Reputation: 7293
I am using WebClient
to submit an array of HTTP requests to a server (order doesn't matter).
Instead of sending a request, waiting, sending, waiting, etc. I wanted to send as many as possible and just wait for the responses as they come, however, and issue arises when I need to write to the console after a specific request was completed.
The output looks fine, then I start to get multiple request messages, then a group of Responses/Errors, rather than the Request Message followed by the response.
Is there any way to block any other Console Writes until each block finishes?
int currentRequest = 1;
for (int i = 0; i < requests.Count; i++) {
using (var webclient = new WebClient())
{
webclient.DownloadStringCompleted += (sender, e) =>
{
Console.WriteLine();
Info("Request: " + currentRequest + "/" + requests.Count);
if (e.Error == null) {
// Do something with e.Result
} else {
Console.WriteLine("Error: " + e.Error.Message);
}
currentRequest += 1;
};
webclient.DownloadStringAsync(new Uri("URL HERE"));
}
}
On another note: I don't feel like this is how I should be handling requests (asynchronously), correct me if i'm wrong.
Upvotes: 0
Views: 163
Reputation: 294277
Is there any way to block any other Console Writes until each block finishes?
Yes, this is what lock
is for.
int currentRequest = 1;
Object lockObject = new Object();
for (int i = 0; i < requests.Count; i++) {
using (var webclient = new WebClient())
{
webclient.DownloadStringCompleted += (sender, e) =>
{
lock(lockObject)
{
Console.WriteLine();
...
currentRequest += 1;
}
};
webclient.DownloadStringAsync(new Uri("URL HERE"));
}
}
Strictly this does not block other 'console writes', but it does serialize the processing of each response.

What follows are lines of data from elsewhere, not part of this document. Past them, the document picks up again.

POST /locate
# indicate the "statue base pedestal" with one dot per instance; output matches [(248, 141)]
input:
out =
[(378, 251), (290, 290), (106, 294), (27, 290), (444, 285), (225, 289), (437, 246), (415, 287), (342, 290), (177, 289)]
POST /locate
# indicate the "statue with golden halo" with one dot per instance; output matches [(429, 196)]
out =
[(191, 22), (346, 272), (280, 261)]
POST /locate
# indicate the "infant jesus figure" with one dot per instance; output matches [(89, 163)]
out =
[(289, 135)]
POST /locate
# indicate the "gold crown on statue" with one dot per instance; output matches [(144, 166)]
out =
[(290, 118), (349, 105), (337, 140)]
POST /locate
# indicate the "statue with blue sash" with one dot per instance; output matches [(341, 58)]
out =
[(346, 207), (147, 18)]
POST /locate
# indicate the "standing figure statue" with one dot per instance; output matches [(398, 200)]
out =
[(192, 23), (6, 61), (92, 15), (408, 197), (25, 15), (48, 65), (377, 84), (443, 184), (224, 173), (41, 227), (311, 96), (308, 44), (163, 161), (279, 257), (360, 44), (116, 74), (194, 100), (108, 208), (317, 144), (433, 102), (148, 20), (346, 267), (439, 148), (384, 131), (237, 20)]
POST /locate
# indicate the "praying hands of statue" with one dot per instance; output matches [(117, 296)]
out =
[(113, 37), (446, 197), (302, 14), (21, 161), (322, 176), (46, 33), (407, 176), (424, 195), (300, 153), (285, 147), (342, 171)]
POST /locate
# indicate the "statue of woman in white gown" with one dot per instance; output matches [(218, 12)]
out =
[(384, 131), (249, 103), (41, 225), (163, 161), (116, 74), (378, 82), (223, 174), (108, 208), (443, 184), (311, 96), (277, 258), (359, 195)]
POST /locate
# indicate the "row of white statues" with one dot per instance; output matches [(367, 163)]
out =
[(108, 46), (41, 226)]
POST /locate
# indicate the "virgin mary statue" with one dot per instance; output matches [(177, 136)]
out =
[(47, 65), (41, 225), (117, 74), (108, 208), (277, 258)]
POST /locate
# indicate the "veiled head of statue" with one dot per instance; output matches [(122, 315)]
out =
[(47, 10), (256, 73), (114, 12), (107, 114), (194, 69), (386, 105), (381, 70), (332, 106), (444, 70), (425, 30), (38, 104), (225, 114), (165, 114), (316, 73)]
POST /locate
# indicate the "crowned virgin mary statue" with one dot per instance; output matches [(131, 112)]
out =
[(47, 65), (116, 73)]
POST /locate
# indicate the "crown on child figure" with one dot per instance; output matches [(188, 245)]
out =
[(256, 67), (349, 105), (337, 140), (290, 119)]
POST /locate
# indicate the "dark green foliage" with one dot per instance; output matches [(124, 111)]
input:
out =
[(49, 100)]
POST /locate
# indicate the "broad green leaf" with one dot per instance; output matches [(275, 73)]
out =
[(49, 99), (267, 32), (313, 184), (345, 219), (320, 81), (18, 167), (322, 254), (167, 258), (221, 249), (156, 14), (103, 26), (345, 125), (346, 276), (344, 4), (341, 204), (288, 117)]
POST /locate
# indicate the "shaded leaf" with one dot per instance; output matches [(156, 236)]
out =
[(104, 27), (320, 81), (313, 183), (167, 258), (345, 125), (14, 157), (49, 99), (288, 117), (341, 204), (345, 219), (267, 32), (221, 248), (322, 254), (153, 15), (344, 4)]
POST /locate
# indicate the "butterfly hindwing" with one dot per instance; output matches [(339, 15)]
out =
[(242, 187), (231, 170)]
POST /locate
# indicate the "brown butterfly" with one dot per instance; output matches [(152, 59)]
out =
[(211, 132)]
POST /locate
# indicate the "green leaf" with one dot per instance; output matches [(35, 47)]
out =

I don't feel like this is how I should be handling requests (asynchronously)
That is true. You should be using await
, Task
and Parallel.ForEach
. I'm not going to write a full example because for handling URLS, there are way way way more complications than just the async. I recommend you also read about ServicePointManager.DefaultConnectionLimit
and understand why perhaps your downloads async are perhaps slower than you expect.